The backstreets of Harajuku are Tokyo’s street fashion laboratory; it’s where you’ll find the trendsetters, peacocks and style photographers who tell it all – and the vintage clothing stores staffed by resident bohemians who make everything move. True to the hipster theme, see you on June 2nd for lunch, a large outdoor awning surrounded by food trucks serving favorite Japanese street bites like karaage (battered chicken thighs) and tebasaki (fried wings), alongside vegan cuisine and craft beer stands.
Enjoy the great thrill of live sumo
Sumo, one of the most enduring elements of Japanese spiritual culture, originated in the early Nara period (710-794 CE), when action between wrestlers were conceptualized as a way to entertain the Shinto gods. Although sumo is undeniably a sport in the modern era, much of the religious pageantry endures: the salting of the pre-action ring, the almost ascetic dedication of the wrestlers and the reverential respect in which the yokozuna (great champions) stand.
Sumo has six annual live events, three of which take place at Tokyo’s Ryōgoku Kokugikan in January, May and September. Tickets often sell out well in advance, so be sure to keep an eye on the official website for ticket release dates. If you are lucky enough to take one, mentally prepare yourself for a liquid lunch of rice plonk, passionate support from the crowd and very audible slaps from belly to belly.
Eat Michelin-starred Japanese cuisine
Washoku (traditional Japanese cuisine) was designated an intangible element of cultural heritage by UNESCO in 2013, and Tokyo is the standard bearer.

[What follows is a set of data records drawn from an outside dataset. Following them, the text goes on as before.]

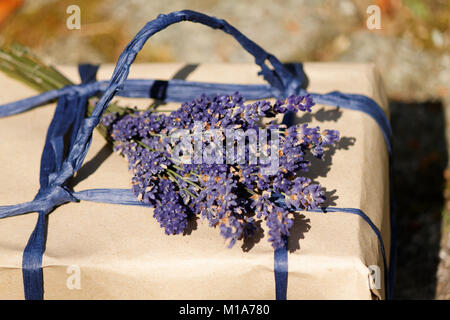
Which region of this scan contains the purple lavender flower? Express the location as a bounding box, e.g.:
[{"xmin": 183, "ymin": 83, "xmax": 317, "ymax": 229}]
[{"xmin": 101, "ymin": 92, "xmax": 339, "ymax": 249}]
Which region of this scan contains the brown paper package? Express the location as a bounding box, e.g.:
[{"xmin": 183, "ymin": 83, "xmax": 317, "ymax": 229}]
[{"xmin": 0, "ymin": 63, "xmax": 390, "ymax": 299}]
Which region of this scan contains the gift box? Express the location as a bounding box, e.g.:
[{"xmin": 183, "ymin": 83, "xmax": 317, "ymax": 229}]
[{"xmin": 0, "ymin": 10, "xmax": 391, "ymax": 299}]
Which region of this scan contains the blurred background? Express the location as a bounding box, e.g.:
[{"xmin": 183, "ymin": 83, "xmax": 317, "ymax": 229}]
[{"xmin": 0, "ymin": 0, "xmax": 450, "ymax": 299}]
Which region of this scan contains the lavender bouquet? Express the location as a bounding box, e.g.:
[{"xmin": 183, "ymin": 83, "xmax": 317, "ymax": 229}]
[{"xmin": 0, "ymin": 47, "xmax": 339, "ymax": 249}]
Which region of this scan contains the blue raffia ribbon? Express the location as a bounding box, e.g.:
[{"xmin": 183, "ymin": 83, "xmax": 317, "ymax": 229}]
[{"xmin": 0, "ymin": 10, "xmax": 395, "ymax": 300}]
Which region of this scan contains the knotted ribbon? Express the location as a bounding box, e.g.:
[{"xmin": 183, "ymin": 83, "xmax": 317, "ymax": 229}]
[{"xmin": 0, "ymin": 10, "xmax": 395, "ymax": 300}]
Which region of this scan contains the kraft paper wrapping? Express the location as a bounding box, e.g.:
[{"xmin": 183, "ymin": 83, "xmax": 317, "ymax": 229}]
[{"xmin": 0, "ymin": 63, "xmax": 390, "ymax": 299}]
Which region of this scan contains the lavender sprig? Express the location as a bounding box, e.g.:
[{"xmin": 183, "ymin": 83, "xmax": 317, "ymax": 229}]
[{"xmin": 107, "ymin": 93, "xmax": 339, "ymax": 248}]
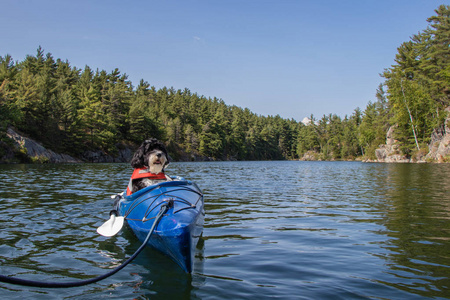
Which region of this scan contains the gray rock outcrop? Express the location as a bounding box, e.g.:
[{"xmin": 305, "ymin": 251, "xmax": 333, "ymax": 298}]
[
  {"xmin": 425, "ymin": 107, "xmax": 450, "ymax": 162},
  {"xmin": 6, "ymin": 127, "xmax": 82, "ymax": 163}
]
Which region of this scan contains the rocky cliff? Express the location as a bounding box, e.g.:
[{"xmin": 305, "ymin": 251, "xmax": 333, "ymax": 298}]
[
  {"xmin": 375, "ymin": 107, "xmax": 450, "ymax": 163},
  {"xmin": 6, "ymin": 127, "xmax": 82, "ymax": 163},
  {"xmin": 5, "ymin": 127, "xmax": 133, "ymax": 163}
]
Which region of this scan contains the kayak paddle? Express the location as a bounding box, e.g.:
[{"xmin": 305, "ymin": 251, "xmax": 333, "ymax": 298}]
[{"xmin": 97, "ymin": 210, "xmax": 125, "ymax": 237}]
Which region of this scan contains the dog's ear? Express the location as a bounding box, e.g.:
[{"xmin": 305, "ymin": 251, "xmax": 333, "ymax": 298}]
[{"xmin": 130, "ymin": 144, "xmax": 145, "ymax": 169}]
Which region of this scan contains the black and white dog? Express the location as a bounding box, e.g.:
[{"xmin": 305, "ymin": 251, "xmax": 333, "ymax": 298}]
[{"xmin": 127, "ymin": 138, "xmax": 172, "ymax": 195}]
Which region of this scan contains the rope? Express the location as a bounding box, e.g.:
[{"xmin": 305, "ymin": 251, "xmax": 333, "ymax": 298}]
[{"xmin": 0, "ymin": 201, "xmax": 173, "ymax": 288}]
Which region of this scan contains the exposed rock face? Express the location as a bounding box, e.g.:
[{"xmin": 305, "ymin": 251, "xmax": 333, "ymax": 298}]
[
  {"xmin": 375, "ymin": 107, "xmax": 450, "ymax": 162},
  {"xmin": 375, "ymin": 126, "xmax": 410, "ymax": 162},
  {"xmin": 425, "ymin": 107, "xmax": 450, "ymax": 162},
  {"xmin": 6, "ymin": 128, "xmax": 82, "ymax": 163},
  {"xmin": 82, "ymin": 148, "xmax": 133, "ymax": 163},
  {"xmin": 5, "ymin": 128, "xmax": 133, "ymax": 163}
]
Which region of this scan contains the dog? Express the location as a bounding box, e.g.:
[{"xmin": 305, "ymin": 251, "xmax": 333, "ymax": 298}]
[{"xmin": 127, "ymin": 138, "xmax": 172, "ymax": 195}]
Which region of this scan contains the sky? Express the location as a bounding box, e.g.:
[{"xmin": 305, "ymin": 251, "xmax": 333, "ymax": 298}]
[{"xmin": 0, "ymin": 0, "xmax": 450, "ymax": 121}]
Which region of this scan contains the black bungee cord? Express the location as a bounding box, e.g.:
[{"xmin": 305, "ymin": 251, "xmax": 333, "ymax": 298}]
[{"xmin": 0, "ymin": 200, "xmax": 173, "ymax": 288}]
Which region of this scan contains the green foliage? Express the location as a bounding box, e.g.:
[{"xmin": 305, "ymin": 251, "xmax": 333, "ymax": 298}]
[
  {"xmin": 0, "ymin": 5, "xmax": 450, "ymax": 160},
  {"xmin": 383, "ymin": 5, "xmax": 450, "ymax": 155}
]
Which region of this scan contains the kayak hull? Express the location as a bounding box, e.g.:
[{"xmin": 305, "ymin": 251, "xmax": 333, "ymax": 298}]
[{"xmin": 116, "ymin": 177, "xmax": 205, "ymax": 273}]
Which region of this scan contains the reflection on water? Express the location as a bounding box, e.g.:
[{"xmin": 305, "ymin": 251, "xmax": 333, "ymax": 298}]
[{"xmin": 0, "ymin": 162, "xmax": 450, "ymax": 299}]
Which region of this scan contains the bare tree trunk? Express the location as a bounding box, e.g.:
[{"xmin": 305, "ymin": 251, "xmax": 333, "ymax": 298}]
[{"xmin": 400, "ymin": 79, "xmax": 420, "ymax": 150}]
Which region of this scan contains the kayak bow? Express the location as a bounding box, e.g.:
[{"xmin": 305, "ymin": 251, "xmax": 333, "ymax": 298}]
[{"xmin": 115, "ymin": 177, "xmax": 205, "ymax": 273}]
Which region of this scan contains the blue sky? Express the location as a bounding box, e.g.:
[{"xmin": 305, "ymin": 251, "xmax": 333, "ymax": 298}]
[{"xmin": 0, "ymin": 0, "xmax": 449, "ymax": 121}]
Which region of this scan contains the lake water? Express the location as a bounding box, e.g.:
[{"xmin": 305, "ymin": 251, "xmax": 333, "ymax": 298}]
[{"xmin": 0, "ymin": 161, "xmax": 450, "ymax": 299}]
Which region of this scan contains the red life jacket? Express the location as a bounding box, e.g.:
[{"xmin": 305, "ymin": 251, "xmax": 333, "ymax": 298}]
[{"xmin": 127, "ymin": 168, "xmax": 167, "ymax": 196}]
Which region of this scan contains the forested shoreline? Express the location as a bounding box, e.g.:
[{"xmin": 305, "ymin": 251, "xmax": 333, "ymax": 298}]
[{"xmin": 0, "ymin": 5, "xmax": 450, "ymax": 160}]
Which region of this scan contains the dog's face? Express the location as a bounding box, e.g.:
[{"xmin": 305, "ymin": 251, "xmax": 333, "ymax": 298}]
[
  {"xmin": 148, "ymin": 149, "xmax": 167, "ymax": 174},
  {"xmin": 131, "ymin": 138, "xmax": 169, "ymax": 174}
]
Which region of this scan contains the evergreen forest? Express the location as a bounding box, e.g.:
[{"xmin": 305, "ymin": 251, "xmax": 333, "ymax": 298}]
[{"xmin": 0, "ymin": 5, "xmax": 450, "ymax": 160}]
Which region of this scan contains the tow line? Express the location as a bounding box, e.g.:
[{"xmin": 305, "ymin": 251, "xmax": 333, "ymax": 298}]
[{"xmin": 0, "ymin": 202, "xmax": 172, "ymax": 288}]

More than 200 Michelin stars have been awarded to restaurants in the capital, ranging from simple ramen shops where a bowl of soup costs less than an hourly wage, to 11-course haute cuisine menus that will burn a rather large hole in your retirement fund.
For raw fish, ask your hotel concierge for a spot at the elegantly simplistic Saito Sushi (but don’t be surprised if you pass yourself off as a local VIP). Ramen lovers should sip stone-crushed noodles topped with truffle oil at Tsuta in Sugamo, while modern gastronomy is characterized by Florilège, a French-Japanese fusion with two Michelin stars where tasting menus are prepared in the culinary theater of an open kitchen.
Drink deep into Tokyo’s nightlife
Yokocho (alleys) are as much a part of Tokyo’s culture as its urban design. Shinjuku’s Golden Gai is the most popular yokocho area, with more than 250 run-down pubs crammed into an area the size of a football field (including a vibrant collection of LGBTQIA+ dance bars). Nomiya Yokocho is a less touristy option in Kita-Senju, with a new wave of foreign restaurants joining the charming and claustrophobic chaos of its traditional bars.
You can also go to Kichijoji’s Harmonica Alley, a network of corridors filled with the crackling of meat skewers dripping on open grills, inexpensive standing bars like chips pouring glasses of asahi and snack joints drilled into the wall. Expect to find a karaoke lounge or two nearby where you can end the evening at full volume.